A Smoothing Consensus-Based Optimization Algorithm for Nonsmooth Nonconvex Optimization

TL;DR

This paper introduces a novel smoothing consensus-based optimization algorithm capable of effectively solving nonsmooth, nonconvex, and non-Lipschitz continuous optimization problems, with proven convergence and promising numerical results.

Contribution

It develops a new CBO algorithm for nonsmooth, nonconvex problems that does not depend on mean-field limits, with theoretical convergence guarantees.

Findings

Algorithm achieves global consensus.

Converges to a global minimum.

Demonstrates strong performance on numerical examples.

Abstract

Lately, a novel swarm intelligence model, namely the consensus-based optimization (CBO) algorithm, was introduced to deal with the global optimization problems. Limited by the conditions of Ito's formula, the convergence analysis of the previous CBO finite particle system mainly focuses on the problem with smooth objective function. With the help of smoothing method, this paper achieves a breakthrough by proposing an effective CBO algorithm for solving the global solution of a nonconvex, nonsmooth, and possible non-Lipschitz continuous minimization problem with theoretical analysis, which dose not rely on the mean-field limit.

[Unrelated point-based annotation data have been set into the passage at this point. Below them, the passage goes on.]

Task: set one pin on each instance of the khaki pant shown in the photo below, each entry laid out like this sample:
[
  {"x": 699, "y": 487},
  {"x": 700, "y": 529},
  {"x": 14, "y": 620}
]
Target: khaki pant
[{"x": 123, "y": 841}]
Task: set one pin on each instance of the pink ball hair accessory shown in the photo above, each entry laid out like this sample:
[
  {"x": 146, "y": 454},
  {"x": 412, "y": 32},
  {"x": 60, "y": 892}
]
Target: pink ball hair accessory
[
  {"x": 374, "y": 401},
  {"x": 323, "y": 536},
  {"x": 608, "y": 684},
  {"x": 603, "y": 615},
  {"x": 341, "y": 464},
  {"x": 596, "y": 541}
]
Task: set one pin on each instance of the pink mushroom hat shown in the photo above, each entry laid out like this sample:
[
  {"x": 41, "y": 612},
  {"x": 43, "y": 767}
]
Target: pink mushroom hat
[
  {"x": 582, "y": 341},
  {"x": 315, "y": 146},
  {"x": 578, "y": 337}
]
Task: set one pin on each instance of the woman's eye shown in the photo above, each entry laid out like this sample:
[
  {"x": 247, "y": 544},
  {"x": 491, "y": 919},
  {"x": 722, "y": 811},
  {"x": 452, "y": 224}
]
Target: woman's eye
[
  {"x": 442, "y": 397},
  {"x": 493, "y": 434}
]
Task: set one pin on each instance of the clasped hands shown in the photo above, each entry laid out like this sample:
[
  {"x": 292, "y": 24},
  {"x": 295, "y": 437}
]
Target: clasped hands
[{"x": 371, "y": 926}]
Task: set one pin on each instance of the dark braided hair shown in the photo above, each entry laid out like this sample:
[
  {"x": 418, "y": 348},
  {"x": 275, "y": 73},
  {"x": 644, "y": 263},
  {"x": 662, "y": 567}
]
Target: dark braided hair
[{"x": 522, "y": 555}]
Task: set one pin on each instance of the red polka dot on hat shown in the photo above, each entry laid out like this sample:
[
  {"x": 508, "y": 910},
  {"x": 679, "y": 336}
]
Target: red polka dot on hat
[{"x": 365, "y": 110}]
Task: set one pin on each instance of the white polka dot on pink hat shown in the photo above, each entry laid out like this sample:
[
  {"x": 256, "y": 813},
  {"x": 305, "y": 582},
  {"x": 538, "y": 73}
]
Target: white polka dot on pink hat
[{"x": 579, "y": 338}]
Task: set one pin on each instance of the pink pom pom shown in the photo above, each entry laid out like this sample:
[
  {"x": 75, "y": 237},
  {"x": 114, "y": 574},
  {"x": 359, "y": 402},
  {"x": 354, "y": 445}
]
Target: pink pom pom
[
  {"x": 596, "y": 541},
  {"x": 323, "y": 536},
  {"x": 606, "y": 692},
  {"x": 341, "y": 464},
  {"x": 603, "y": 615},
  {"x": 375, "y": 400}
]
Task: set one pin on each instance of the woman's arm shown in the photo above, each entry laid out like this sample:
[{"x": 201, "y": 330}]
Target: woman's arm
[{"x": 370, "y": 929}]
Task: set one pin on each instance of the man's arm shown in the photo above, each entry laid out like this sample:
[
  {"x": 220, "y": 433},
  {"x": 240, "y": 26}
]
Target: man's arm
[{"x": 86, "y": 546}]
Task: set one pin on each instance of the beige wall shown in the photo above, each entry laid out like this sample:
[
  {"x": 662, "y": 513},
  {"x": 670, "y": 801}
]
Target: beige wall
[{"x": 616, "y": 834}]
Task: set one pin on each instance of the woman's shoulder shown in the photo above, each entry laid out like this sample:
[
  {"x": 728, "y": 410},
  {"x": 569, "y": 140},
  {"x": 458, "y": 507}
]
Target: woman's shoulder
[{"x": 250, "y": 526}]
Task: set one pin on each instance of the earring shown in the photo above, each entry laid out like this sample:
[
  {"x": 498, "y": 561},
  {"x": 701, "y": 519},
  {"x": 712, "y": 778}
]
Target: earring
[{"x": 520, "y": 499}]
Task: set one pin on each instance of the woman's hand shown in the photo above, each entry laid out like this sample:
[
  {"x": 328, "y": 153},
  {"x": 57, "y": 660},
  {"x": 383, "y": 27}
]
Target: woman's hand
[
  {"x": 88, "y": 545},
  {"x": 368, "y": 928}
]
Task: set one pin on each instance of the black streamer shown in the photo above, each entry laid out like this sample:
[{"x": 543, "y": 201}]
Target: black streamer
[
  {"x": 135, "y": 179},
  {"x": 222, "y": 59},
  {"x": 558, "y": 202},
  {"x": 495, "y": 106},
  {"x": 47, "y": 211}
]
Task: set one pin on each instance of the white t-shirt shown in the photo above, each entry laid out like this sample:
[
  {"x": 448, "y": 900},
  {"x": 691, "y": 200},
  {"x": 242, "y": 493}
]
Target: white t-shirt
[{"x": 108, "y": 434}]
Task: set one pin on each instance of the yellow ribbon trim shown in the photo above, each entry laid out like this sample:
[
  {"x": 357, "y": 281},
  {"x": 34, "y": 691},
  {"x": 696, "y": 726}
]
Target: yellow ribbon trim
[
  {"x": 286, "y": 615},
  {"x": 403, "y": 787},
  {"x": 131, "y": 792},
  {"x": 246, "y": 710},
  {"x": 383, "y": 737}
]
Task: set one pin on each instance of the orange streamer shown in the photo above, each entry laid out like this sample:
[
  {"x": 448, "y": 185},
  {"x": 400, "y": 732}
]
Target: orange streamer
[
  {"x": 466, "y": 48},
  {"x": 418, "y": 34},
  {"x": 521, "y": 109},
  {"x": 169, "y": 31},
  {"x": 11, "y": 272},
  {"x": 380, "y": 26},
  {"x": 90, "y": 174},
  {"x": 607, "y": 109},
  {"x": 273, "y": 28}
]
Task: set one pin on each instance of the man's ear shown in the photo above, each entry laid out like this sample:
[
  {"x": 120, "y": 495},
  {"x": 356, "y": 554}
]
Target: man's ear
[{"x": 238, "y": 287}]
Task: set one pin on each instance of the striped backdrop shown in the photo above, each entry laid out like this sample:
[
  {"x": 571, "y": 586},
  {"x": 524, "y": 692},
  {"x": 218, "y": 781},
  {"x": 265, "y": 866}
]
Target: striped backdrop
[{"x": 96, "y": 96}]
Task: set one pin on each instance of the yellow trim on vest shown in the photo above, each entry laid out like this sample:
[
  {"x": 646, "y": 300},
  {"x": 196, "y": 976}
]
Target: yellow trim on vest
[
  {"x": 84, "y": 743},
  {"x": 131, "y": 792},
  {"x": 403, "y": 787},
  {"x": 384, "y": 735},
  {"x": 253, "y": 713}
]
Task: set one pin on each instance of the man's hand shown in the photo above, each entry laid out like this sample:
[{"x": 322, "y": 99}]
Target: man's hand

We indicate that the proposed algorithm exhibits a global consensus and converges to a common state with any initial data. Then, we give a more detailed error estimation on the objective function values along the state of the proposed algorithm towards the global minimum. Finally, some numerical examples are presented to illustrate the appreciable performance of the proposed method on solving the nonsmooth, nonconvex minimization problems.